Richard Parkes Bonington (December 25, 1802 - September 28, 1828) was an English Romantic landscape painter. Richard Parkes Bonington was born in the town of Arnold, a suburb of Nottingham in England. His father was successively a gaoler, a drawing master and lace-maker, and his mother a teacher. Bonington learned watercolour painting from his father and exhibited paintings at the Liverpool Academy at age 11.
In 1817, Bonington's family moved to Calais, France where his father had set up a lace factory.
At this time, Bonington started taking lessons from the painter François Louis Thomas Francia, who trained him in English watercolour painting.
In 1818, the family moved to Paris to open a lace retail outlet. It was Paris where he first met Eugène Delacroix, who he became friends with. He worked for a time producing copies of Dutch and Flemish landscapes in the Louvre. In 1820, he started attending the École des Beaux-Arts in Paris, where he studied under Antoine-Jean, Baron Gros.

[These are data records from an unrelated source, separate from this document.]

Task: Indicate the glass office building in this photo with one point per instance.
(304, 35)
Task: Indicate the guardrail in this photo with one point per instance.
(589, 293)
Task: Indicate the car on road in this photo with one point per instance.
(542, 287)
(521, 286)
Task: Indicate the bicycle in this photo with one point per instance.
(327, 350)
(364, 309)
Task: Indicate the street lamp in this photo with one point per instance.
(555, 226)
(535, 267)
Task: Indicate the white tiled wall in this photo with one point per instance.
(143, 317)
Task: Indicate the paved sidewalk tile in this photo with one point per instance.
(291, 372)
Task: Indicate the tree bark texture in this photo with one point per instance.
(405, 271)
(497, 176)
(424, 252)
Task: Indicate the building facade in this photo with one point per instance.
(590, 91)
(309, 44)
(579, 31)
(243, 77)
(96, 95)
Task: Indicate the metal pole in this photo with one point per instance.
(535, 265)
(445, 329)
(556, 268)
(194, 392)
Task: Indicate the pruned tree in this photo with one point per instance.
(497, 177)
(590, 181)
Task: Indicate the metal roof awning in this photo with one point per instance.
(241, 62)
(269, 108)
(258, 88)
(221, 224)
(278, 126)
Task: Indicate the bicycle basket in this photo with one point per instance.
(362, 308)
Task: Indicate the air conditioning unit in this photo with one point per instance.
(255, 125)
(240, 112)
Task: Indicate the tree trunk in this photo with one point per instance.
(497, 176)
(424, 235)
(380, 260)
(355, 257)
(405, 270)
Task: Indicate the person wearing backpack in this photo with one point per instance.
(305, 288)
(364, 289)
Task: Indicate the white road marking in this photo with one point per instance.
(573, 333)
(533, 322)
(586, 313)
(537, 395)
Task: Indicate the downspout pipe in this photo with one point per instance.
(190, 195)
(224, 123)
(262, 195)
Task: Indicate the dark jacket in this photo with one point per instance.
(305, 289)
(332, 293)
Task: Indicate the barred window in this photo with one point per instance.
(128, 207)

It was around this time that Bonington started going on sketching tours in the suburbs of Paris and the surrounding countryside. His first paintings were exhibited at the Paris Salon in 1822. He also began to work in lithography, illustrating Baron Taylor’s "Voyages pittoresques dans l'ancienne France" and his own architectural series "Restes et Fragmens". In 1824, he won a gold medal at the Paris Salon along with John Constable and Anthony Vandyke Copley Fielding.
Bonington died of tuberculosis on September 28, 1828 at 29 Tottenham Street in London, only 26 years old.